Representatives from different non-governmental organisations (NGOs) who attended an
Africa Energy Leaders’ Summit on Climate Change, Energy and Energy Finance in Addis
Ababa, Ethiopia, in February included MELCA-Ethiopia, Oil Change Africa, Health Mother
Earth Foundation, Oxfam, Friends of the Earth, the deCOALonize Campaign and Power
Shift Africa.

Omar Elmawi, coordinator for the deCOALonize Campaign said: “The abundance of
renewable energy like wind, solar and geothermal make it possible for Africa to leapfrog dirty
fossil fuels like coal that countries in the West had to rely on for their development.”

According to Elmawi, coal and other fossil fuels have lost the war to renewable energy on
both environmental and economic grounds. It’s the reason developed countries, including
China, are now shutting their coal plants in favour of clean energy.

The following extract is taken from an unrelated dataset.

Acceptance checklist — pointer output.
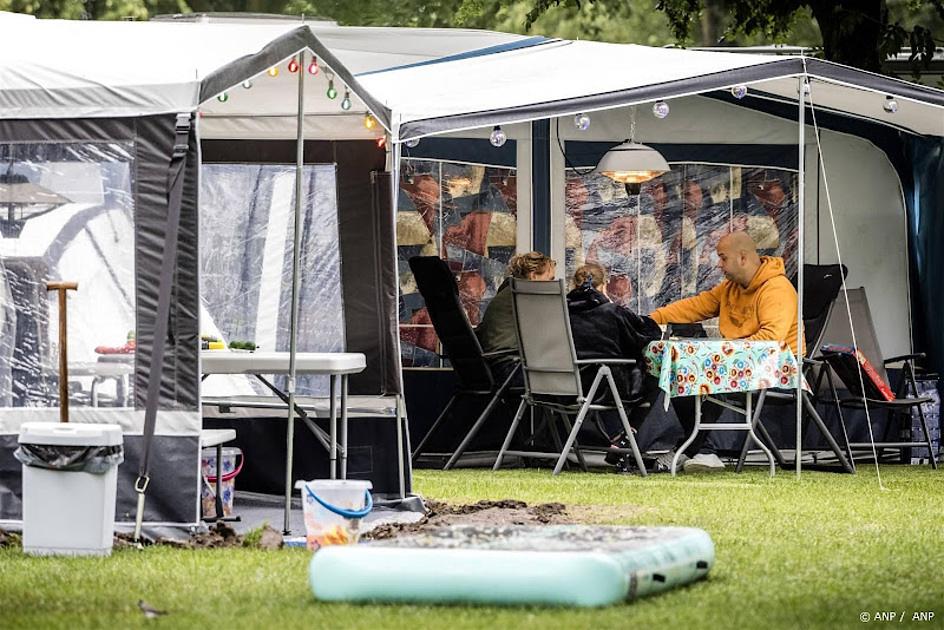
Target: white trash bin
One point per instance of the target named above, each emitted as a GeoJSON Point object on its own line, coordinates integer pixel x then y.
{"type": "Point", "coordinates": [65, 511]}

“That is why Africa should tap into its vast renewable energy resources that can power the
continent without harming its people or the environment,” he added.
Energy experts claim, Africa has long been pillaged and exploited for its resources with little
benefit to its people.

“Now, as the world embraces the energy transition away from fossil fuels to low-carbon
solutions, there is potential to disrupt existing power dynamics. It’s high time the continent’s
renewable energy potential benefitted ordinary people,” said Nthabiseng Matsoha, Earthlife
Africa’s researcher and energy policy officer.

This is especially important as we move towards a ‘just transition’ to a decarbonised world.
Community ownership models should be explored, to not only benefit power.

Ms Diana Nabiruma from Uganda’s Africa Institute for Energy Governance (AFIEGO) said
some countries kill, intimidate and enact repressive laws and restrictions that make it hard
for environmental activists to do their work.

This is dangerous as shutting down environmental activists puts environmental
conservation, climate change mitigation and community livelihoods at risk,” she said.

According to Francesca de Gasparis, executive director of the Southern Africa Faith
Communities Environmental Institute (SAFCEI) as a continent, the opportunities for Africa to
create community-centered, accessible, affordable and clean energy, are immense.

“Yet we find our leaders signing up to expensive and environmentally devastating fossil fuel
and nuclear energy projects that will bring few benefits to their people and will maintain vast
inequality.

“We are appealing to the African Union to take a visionary stance and use its collective
weight and influence for the benefit of all and to address the climate crisis in a decisive
rejection of fossil fuel extraction,” she said.

Alvin Munyasia from Oxfam International said: “All coal must end immediately and all other
fossil fuels phased out by 2050 – with rich countries ditching them fastest to limit global
heating of 1.5 degrees.

“Any natural gas or other fossil fuels must require strong environmental and social diligence
measures and only if there are clear benefits for poor people, such as funding for essential
services or clean energy access provision.’’

Munyasia added: ‘’Any such fossil fuels should be in the short-term, if there are no viable
clean alternatives, and must be part of eventual phase-outs of low carbon energy. No new
coal power plants should be built everywhere, and the last existing plant needs to be closed
in wealthy countries at the very latest by 2030 and in all countries by 2040.”